Peterson said the dam, finished in 1949, needs upgrades to handle the type of “maximum flood” that the federal government has been focused on since 2005’s Hurricane Katrina.
Currently, there is a 4.7 percent chance that the dam could experience excess water elevations — 1,494.9 feet above sea level and higher — that could threaten the structure’s stability, Peterson said.
By next year, following the current phase of improvements, that probability will hopefully be down to 1.7 percent, as the excess elevation would have to be at least 1,514.4 feet.
“We’re going to buy down the risk by raising the maximum flood control by 20 feet by installing 50 more anchors at the base of the structure,” Peterson said.
The colonel said the risk probability will hopefully be brought down to 0.02 or 0.01 percent around 2020, following all the planned improvements.
The highest “pool of record” — the highest water elevation ever recorded at the dam — was 1,506 feet during the 1960 flood. By next year, the dam should be able to safely handle a repeat of that elevation, he said.

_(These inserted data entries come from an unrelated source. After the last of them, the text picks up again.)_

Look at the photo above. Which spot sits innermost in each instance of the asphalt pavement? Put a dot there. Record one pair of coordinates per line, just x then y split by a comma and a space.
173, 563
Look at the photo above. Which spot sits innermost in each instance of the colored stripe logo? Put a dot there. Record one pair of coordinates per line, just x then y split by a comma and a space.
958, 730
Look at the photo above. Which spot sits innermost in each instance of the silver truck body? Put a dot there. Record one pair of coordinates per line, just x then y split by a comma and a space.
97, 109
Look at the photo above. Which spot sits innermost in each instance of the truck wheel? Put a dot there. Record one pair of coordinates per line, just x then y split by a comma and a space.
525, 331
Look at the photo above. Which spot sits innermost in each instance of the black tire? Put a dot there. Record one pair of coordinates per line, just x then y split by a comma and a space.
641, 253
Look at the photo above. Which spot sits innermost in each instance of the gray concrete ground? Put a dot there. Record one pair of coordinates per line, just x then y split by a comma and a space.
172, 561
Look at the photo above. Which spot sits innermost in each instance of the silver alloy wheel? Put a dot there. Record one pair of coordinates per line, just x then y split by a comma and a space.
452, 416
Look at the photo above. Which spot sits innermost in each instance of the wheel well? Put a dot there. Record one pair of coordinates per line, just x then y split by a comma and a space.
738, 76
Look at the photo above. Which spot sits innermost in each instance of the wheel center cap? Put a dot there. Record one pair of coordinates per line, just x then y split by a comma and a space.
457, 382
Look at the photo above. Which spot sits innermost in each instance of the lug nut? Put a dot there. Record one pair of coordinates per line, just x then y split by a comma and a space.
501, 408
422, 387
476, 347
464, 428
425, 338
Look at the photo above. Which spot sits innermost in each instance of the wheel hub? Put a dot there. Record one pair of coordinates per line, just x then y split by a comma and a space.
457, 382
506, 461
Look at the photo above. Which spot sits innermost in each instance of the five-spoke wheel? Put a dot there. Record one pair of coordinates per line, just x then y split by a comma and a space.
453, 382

Peterson pointed out that the dam’s operations have been modified because of water elevation concerns. In a serious weather event, if the water behind the dam is rising, “we’ll be discharging as much as we can as fast as we can” in outflow downstream, he said.
“We will not destroy the integrity of this dam if at all possible, so we are going to outflow, and it could cause impacts... it could cause flooding downstream,” Peterson said. “But the feeling is, we’re not going to cause catastrophic failure of that dam.”
He said a water control gauge about 200 meters upstream of the Route 20 bridge records what the outflow and elevation of water is downstream from the dam. When the gauge reaches 10.7 feet, that is considered the “impact stage” of outflow, and dam officials don’t want to release more water than that.
“We just can’t hold more than we safely think we can,” Peterson said.
In January the gauge reached 10.6 feet; this past weekend, the gauge topped at about 10.2 feet, Peterson said.
“If you were impacted by those events, that’s nothing that is probably going to go away,” he said. “You probably need to take the necessary steps to ensure that your property isn’t affected.”
During a question and answer session, Gary Wheeler, a former Summers County sheriff, told Peterson that he owns a building which flooded this year for the first time since he bought in more than 15 years ago.
“It filled up with 32 inches of muddy water and filth,” he said. “Now I basically have a piece of property that’s not useable. So we’re just going to have to get used to living with this?”
“I’m afraid so,” Peterson said. “What you’ve seen in January and this past week can continue to be expected with the normal operations of the dam. And it’s really up to those county flood control managers to ensure that people don’t build structures within those flood areas.”